Investment bank and financial services company Credit Suisse saw its shares plunge 9.21% to CHF3.61, following reports that the bank’s executives are meeting with key stakeholders to reassure the company’s financial position.
As reported by the Financial Times, executives at the Swiss financial giant spent last weekend reassuring investors that the bank’s capital base and liquidity are healthy despite the current decline in its share performance. The decision to appease investors came after the spread on the bank’s credit default swaps (CDS) rose sharply on Friday.
The Credit Default Swap is an indicator of how well the bank can protect its creditors from financial risks such as default.
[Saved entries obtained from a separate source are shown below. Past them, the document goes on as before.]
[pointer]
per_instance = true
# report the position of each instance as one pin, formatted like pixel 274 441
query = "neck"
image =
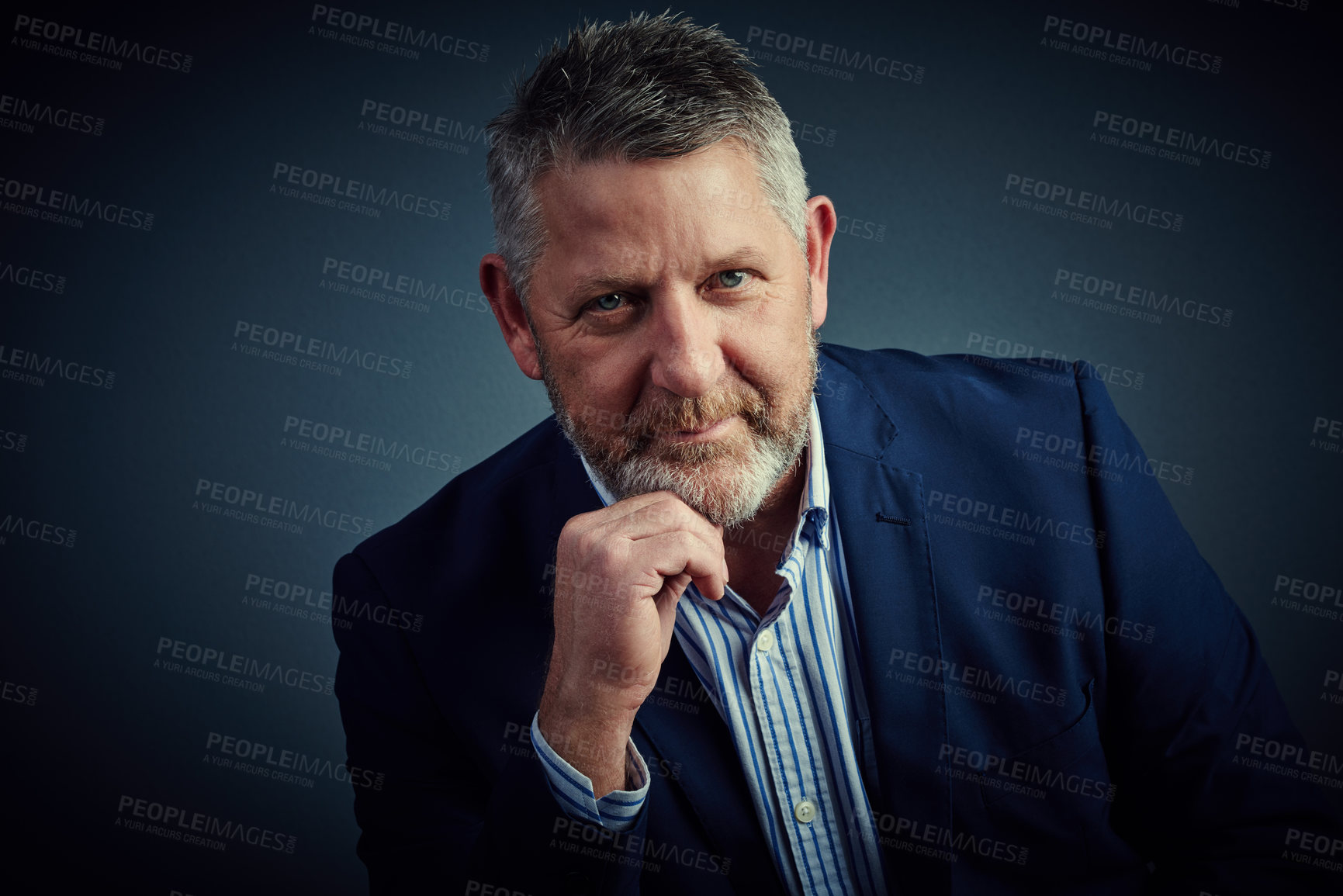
pixel 753 548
The plunge was linked to claims that the bank’s chief executive, Ulrich Koerner, is seeking to raise capital from investors.
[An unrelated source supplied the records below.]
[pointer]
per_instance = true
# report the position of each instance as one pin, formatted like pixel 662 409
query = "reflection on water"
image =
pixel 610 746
Although the Financial Times reports that bank executives deny the allegations of fundraising, a discussion that was notably part of discussions with investors as well as what was shared with employees in a memo.
“I hope you are not confusing our daily stock price performance with the bank’s strong capital base and liquidity position” the CEO said in a memo obtained by CNBC.
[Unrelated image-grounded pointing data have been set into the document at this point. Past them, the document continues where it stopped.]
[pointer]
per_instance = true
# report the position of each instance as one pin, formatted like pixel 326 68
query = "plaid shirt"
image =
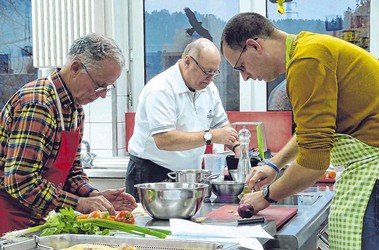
pixel 30 134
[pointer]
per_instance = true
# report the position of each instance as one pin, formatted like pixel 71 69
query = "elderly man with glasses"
pixel 41 128
pixel 179 113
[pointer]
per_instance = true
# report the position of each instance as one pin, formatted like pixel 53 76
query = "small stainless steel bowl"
pixel 233 173
pixel 227 188
pixel 165 200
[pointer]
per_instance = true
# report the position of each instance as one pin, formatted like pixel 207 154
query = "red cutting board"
pixel 280 214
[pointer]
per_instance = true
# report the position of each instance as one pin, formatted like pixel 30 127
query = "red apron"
pixel 14 215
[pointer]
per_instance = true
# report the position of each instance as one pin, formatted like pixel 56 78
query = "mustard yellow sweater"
pixel 333 86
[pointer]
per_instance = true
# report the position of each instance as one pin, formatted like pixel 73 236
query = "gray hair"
pixel 244 26
pixel 196 47
pixel 93 48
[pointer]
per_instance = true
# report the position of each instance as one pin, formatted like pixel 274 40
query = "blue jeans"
pixel 370 233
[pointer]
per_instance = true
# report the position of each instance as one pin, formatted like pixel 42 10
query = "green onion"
pixel 128 228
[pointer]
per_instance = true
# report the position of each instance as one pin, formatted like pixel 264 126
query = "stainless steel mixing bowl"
pixel 165 200
pixel 227 188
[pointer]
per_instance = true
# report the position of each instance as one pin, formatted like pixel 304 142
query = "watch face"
pixel 207 136
pixel 265 191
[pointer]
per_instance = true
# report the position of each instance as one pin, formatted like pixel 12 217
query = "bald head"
pixel 200 47
pixel 200 63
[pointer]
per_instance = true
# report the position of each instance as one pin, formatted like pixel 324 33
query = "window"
pixel 348 20
pixel 171 25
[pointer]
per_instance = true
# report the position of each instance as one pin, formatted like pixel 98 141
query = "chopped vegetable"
pixel 245 210
pixel 96 214
pixel 124 216
pixel 67 222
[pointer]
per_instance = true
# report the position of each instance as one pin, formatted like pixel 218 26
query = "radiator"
pixel 57 23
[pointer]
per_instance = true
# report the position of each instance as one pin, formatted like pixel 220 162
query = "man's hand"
pixel 256 200
pixel 110 200
pixel 88 204
pixel 120 199
pixel 226 135
pixel 260 176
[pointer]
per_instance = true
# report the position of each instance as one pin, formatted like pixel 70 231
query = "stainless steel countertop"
pixel 269 225
pixel 296 233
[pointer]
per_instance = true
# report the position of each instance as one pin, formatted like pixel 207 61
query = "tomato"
pixel 332 174
pixel 96 214
pixel 124 216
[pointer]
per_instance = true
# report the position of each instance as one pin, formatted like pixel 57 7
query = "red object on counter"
pixel 278 213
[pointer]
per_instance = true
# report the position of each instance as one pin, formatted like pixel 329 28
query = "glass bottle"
pixel 244 164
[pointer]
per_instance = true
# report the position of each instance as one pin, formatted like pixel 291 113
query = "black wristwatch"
pixel 207 137
pixel 266 195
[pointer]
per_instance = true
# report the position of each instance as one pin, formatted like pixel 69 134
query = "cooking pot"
pixel 191 175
The company’s attempt to maintain an optimistic and confident business outlook is currently being undermined by its volatile share price. Credit Suisse has seen its shares plunge 60% since the beginning of the year.
Among other things, Ulrich Koerner assured that the bank would not be raising new funds and that it “was trying to avoid such a move with its share price at an all-time low and higher borrowing costs due to the ratings downgrade.“
Credit Suisse stock drop and systemic impact
Among other things, Credit Suisse officials are exploring every means to get back on good terms with rating agencies, analysts, investors and their broader stakeholders.
According to a Reuters report citing people close to the company’s plans, the Swiss banking giant may move its operations out of the U.S. in order to continue concentrating value in its most profitable regions.
Should that happen, John Vail, head of global strategy at Nikko Asset Management, believes the U.S. Federal Reserve and other central banks should reconsider their aggressive approach to rate hikes, as the damage to Credit Suisse may underscore a more widespread negative impact on others.
“The glimmer of hope at the end of this period is that central banks will probably start to calm down at some point, as inflation is falling and financial conditions are deteriorating dramatically“, said John Vail. “I don’t think it’s the end of the world“.